Because $$(\sqrt2)^{3}=\sqrt2\cdot2=2\sqrt2$$, we have

$$ f(\sqrt2)=\frac{2b^{2}-4b}{2\sqrt2} =\frac{2b(b-2)}{2\sqrt2} =\frac{b(b-2)}{\sqrt2}. $$

Continuity at $$x=\sqrt2$$ therefore demands

$$ a=\frac{b(b-2)}{\sqrt2}. \cdots(1) $$

Substituting the possible values of $$a$$

Case 1: $$a=\sqrt2$$. Then equation (1) becomes

$$ \sqrt2=\frac{b(b-2)}{\sqrt2}\quad\Longrightarrow\quad b(b-2)=2. \cdots(2) $$

Case 2: $$a=-\sqrt2$$. Then equation (1) becomes

$$ -\sqrt2=\frac{b(b-2)}{\sqrt2}\quad\Longrightarrow\quad b(b-2)=-2. \cdots(3) $$

Checking the four given options

We now verify which listed ordered pair $$(a,b)$$ satisfies the appropriate relation.

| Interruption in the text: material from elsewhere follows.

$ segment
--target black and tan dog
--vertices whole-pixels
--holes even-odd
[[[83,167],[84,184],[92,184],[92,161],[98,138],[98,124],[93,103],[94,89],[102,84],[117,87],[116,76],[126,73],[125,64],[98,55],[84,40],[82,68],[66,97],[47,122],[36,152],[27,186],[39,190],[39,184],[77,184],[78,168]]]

• Option A: $$a=-\sqrt2,\; b=1-\sqrt3.$$
For this $$b(b-2)=(1-\sqrt3)(-1-\sqrt3)=2,$$ so we get equation (2), not (3). Hence Option A fails.

• Option B: $$a=\sqrt2,\; b=-1+\sqrt3.$$
Compute $$b(b-2)=(-1+\sqrt3)(-3+\sqrt3)=6-4\sqrt3\neq2,$$ so equation (2) is not satisfied. Option B fails.

• Option C: $$a=\sqrt2,\; b=1-\sqrt3.$$
Again $$b(b-2)=2,$$ which exactly fulfils equation (2). Therefore Option C works.

• Option D: $$a=-\sqrt2,\; b=1+\sqrt3.$$
Here $$b(b-2)=(1+\sqrt3)(-1+\sqrt3)=2,$$ but equation (3) needs $$b(b-2)=-2$$. Hence Option D fails.

Only Option C satisfies all the continuity conditions.

Hence, the correct answer is Option C.